En l'absence de production par le preneur de la moindre pièce à l'appui de sa demande, notamment de pièces comptables permettant d'établir quel aurait été le résultat à attendre d'une exploitation pendant la période de suspension du paiement des loyers, la cour adopte les motifs du premier juge qui, pour limiter à la somme de 5 000 euros le montant des dommages-intérêts accordés à la société [Localité 4] [Localité 5], a relevé que la société n'avait pas démarré son activité, ne démontrait pas exposer des frais de fonctionnement, et se trouvait dispensée du paiement de loyers.
Sur les demandes accessoires :
La solution du litige conduit à rejeter la demande de dommages-intérêts pour procédure abusive formée par l'appelante.
Le jugement entrepris sera confirmé sur l'indemnité de procédure allouée.

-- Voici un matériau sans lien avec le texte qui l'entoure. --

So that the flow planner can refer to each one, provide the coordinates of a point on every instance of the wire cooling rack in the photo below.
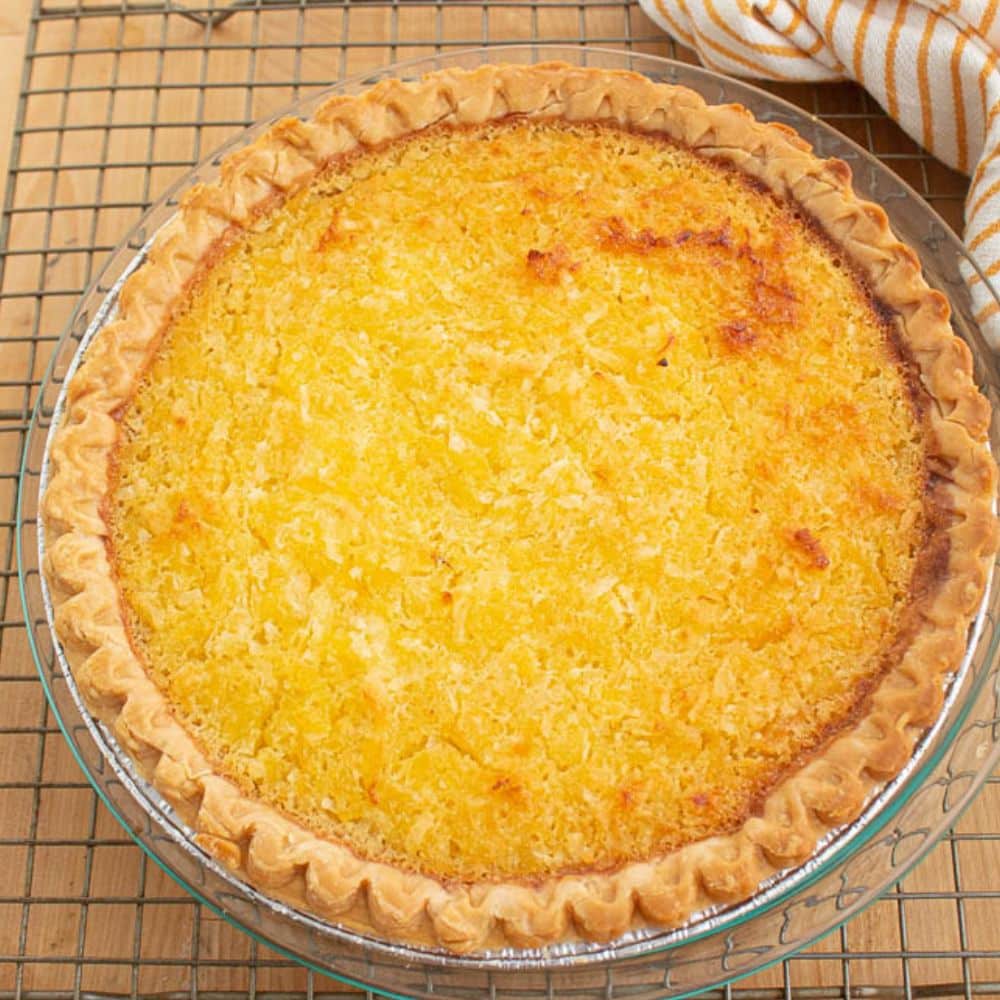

L'appelante qui succombe principalement en son appel, doit être condamnés aux dépens, déboutée de sa demande formée au titre de l'article 700 du code de procédure civile et condamnée à payer à l'intimée, en application de ces dernières dispositions, la somme dont le montant est précisé au dispositif.
PAR CES MOTIFS
La cour,
CONFIRME le jugement en ses dispositions soumises à la cour, sauf en ce qu'il jugement a limité la suspension du paiement des loyers à la mise en place d'un compteur triphasé ;
Statuant à nouveau de ce chef,
Ordonne la suspension du paiement du loyer jusqu'au raccordement d'un compteur triphasé aux installations du local commercial et la validation de l'installation par la société Enedis, soit jusqu'au 30 septembre 2021 ;
Y ajoutant,
Dit que la demande relative au paiement de la somme de 6 846, 12 euros au titre de la facture de la société ECS est recevable ;
Condamne la société civile immobilière [Adresse 1] à payer à ce titre à la société [Localité 4] [Localité 5] la somme de 5 875, 56 euros ;
Déboute les parties du surplus de leurs demandes ;
Condamne la société civile immobilière 1 bis Pierre Larousse à payer à la société [Localité 4] [Localité 5] la somme de 5 000 euros au titre de l'article 700 du code de procédure civile ainsi qu'aux dépens.